For the Jordanian government, the RSDSC is a national priority, and key to resolve Jordan’s water scarcity. Some implications of not proceeding with the RSDSC would include a sustained decrease in Dead Sea water levels, enhanced water scarcity in large areas of Jordan, with obvious repercussions on state-society relations, economic outlook and stability. Therefore, the Jordanian government is considering alternative solutions, including a RSDSC without Israel and/or joint-desalination on the Red Sea in partnership with Saudi Arabia.
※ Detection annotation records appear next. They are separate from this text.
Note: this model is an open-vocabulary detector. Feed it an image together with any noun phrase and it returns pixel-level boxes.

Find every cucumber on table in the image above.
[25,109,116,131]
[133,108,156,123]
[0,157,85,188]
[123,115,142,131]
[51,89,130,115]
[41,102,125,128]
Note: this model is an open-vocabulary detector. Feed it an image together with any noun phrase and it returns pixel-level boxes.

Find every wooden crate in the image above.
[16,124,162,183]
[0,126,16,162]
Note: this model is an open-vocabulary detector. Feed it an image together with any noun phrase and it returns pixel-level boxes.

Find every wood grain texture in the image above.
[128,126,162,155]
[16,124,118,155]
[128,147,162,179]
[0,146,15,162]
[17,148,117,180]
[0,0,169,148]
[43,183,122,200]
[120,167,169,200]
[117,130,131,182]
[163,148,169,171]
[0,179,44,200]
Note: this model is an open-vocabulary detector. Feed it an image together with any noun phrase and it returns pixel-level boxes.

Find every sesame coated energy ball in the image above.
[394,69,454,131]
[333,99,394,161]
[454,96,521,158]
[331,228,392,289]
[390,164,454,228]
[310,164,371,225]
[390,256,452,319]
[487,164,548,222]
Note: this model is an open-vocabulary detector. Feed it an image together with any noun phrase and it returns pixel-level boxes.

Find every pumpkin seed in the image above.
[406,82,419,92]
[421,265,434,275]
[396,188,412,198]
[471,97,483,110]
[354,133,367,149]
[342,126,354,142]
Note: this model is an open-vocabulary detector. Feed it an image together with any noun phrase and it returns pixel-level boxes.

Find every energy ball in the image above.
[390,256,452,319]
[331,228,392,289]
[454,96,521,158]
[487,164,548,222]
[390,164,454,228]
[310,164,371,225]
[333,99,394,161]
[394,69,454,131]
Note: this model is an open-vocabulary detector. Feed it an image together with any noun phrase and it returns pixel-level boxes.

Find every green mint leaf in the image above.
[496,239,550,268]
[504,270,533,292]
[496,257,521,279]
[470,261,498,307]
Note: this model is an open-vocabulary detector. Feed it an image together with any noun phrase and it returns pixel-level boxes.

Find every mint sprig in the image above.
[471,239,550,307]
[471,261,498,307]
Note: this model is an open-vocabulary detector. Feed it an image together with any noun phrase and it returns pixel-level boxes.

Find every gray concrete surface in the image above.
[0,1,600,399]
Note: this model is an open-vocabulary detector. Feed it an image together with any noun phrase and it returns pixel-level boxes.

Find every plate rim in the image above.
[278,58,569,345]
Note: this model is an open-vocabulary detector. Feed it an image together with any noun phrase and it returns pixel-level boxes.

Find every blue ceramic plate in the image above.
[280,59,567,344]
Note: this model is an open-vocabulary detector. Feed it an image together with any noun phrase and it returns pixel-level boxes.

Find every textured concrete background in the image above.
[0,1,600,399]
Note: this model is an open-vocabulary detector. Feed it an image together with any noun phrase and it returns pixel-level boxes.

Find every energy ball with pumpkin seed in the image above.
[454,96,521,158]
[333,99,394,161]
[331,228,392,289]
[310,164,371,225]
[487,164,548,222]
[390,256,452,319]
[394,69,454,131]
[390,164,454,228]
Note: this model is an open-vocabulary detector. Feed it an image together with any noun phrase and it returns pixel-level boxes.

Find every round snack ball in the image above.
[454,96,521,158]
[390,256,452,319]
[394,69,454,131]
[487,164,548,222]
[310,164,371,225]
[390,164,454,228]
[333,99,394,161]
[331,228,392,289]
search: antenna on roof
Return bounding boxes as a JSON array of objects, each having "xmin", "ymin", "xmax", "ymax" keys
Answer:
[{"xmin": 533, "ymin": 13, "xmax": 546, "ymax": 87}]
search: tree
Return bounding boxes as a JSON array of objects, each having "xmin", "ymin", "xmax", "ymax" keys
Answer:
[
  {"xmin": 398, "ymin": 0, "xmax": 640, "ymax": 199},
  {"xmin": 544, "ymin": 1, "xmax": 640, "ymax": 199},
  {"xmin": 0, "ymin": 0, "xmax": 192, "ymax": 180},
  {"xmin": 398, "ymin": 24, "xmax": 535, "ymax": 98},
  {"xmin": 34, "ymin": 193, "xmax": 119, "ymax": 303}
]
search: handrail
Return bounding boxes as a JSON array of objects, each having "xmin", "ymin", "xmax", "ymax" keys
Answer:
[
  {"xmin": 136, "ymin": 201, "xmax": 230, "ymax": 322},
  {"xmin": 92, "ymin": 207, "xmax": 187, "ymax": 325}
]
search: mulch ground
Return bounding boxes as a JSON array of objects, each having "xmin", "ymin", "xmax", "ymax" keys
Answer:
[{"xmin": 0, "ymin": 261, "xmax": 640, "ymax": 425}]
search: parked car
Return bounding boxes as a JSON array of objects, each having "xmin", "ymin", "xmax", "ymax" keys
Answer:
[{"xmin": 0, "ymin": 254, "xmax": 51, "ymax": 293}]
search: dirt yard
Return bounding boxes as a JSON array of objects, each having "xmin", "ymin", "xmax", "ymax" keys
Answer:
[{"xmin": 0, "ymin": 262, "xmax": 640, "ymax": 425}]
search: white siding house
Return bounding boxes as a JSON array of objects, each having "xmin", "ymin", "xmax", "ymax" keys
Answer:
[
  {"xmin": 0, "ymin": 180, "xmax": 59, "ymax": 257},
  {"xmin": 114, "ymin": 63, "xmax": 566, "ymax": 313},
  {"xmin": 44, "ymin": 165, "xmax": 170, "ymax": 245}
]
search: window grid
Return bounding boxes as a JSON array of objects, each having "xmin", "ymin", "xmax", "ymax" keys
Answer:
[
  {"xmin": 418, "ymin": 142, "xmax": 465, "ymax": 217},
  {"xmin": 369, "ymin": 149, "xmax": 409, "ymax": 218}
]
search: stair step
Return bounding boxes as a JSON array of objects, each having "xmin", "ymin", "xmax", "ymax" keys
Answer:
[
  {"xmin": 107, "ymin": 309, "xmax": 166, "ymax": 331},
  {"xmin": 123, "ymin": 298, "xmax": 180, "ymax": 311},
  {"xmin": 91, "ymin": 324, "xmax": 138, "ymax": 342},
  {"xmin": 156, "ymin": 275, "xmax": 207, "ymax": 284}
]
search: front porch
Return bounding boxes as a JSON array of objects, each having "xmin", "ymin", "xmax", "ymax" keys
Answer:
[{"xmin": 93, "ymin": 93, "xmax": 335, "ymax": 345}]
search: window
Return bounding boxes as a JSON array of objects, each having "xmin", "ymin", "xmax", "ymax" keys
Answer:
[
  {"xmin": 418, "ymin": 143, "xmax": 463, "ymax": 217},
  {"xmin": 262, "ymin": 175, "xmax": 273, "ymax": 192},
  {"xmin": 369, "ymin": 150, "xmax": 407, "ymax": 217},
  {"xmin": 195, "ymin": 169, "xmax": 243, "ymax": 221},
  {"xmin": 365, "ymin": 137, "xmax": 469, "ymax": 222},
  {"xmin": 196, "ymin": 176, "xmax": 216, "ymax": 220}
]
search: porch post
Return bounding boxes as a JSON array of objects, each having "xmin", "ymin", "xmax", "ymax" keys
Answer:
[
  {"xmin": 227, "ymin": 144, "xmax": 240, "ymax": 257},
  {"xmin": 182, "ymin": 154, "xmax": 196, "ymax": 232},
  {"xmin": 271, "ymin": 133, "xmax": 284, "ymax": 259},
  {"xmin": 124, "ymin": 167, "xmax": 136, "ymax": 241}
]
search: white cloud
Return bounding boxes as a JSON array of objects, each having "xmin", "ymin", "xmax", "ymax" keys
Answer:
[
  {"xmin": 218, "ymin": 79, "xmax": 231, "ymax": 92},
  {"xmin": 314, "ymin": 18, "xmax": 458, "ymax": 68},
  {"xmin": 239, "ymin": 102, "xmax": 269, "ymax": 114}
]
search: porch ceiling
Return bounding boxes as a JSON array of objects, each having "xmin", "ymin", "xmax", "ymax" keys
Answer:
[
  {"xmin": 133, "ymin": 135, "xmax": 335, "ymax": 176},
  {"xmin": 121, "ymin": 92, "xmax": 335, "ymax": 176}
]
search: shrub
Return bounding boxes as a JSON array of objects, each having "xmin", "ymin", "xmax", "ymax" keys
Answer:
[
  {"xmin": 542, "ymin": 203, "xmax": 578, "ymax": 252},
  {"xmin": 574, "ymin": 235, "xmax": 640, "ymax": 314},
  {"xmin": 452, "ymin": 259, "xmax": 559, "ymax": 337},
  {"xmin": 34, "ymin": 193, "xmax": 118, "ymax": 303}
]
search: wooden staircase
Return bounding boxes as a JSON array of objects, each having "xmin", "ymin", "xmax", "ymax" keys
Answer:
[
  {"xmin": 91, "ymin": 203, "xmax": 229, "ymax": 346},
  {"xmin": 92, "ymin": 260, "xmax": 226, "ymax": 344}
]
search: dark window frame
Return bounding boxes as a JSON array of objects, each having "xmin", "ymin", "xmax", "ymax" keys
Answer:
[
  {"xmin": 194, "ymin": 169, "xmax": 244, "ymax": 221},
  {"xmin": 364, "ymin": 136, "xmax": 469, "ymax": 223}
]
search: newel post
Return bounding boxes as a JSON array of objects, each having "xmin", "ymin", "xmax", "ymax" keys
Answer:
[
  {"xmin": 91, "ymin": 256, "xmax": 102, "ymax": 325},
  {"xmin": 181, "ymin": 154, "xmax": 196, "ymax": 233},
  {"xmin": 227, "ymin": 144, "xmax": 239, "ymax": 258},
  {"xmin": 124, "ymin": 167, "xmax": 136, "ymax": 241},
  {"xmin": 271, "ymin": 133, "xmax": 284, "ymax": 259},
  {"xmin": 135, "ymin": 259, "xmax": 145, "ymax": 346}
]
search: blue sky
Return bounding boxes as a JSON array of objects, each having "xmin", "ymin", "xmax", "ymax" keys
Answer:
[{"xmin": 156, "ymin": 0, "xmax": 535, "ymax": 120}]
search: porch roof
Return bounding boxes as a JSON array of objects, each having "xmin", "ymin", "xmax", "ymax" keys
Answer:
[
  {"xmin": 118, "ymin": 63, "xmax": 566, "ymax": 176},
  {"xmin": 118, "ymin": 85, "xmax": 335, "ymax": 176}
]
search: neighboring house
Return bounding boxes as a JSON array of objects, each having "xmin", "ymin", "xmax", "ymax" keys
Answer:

However, the regional dimension of the project is key to its economic viability, given that international donors attach high importance to this dimension. Other issues are more technical and relate in particular to the means by which Jordan will be able to pump water northwards from Aqaba to Amman. The option of a partnership with Saudi Arabia — building a joint desalination plant on the shores of the Red Sea — could also include an energy element that would allow Jordan to benefit from Saudi energy to pump water northwards. Setting aside the implementation times for such a project, one may wonder whether the new Saudi leadership — and the Trump administration — will be interested in supporting a Saudi-Jordanian project instead of the RSDSC, particularly given its potential to further strain Israeli-Jordanian relations. 

Most of the water resources in Jordan are used for irrigation; but Jordan imports over 90 per cent of the food consumed in the country, and the contribution of the agricultural sector to the GDP is of less than 5 per cent. More can be done to improve the management of water in the agricultural sector. The main cause for the decreasing level of the Dead Sea — about one metre per year — is that the level of its main tributary — the Jordan River — has strongly decreased due to its overexploitation upstream; today only 3 per cent of its original flow reaches the Dead Sea. 

Certainly, bilateral cooperation on water issues between the Jordanian and Israeli governments has faced worst crises. Yet, both countries have also been cooperating on such issues for many decades, even before the formal 1994 peace treaty was signed. Such trends would seem to point to a likely resolution of the crisis in the near future, yet, while in the past the US has played a central role in pushing for regional cooperation, the Trump administration appears to no longer be able (or willing) to play such a role, adding a considerable aura of uncertainty over this. Finally, while the RSDSC project may help Jordan to ensure water security, will it really “save the Dead Sea”? Would it not be environmentally best to rehabilitate the Jordan River, and consequently save the Dead Sea? Can Jordan ensure water security through better water management, especially in the unsustainable agricultural sector?



Hussam Hussein is a postdoctoral research fellow on water security at the Issam Fares Institute for Public Policy and International Affairs, American University of Beirut, Lebanon; and a visiting fellow at the Water Security Research Centre, School of International Development, University of East Anglia, Norwich, UK. He contributed this article to The Jordan Times.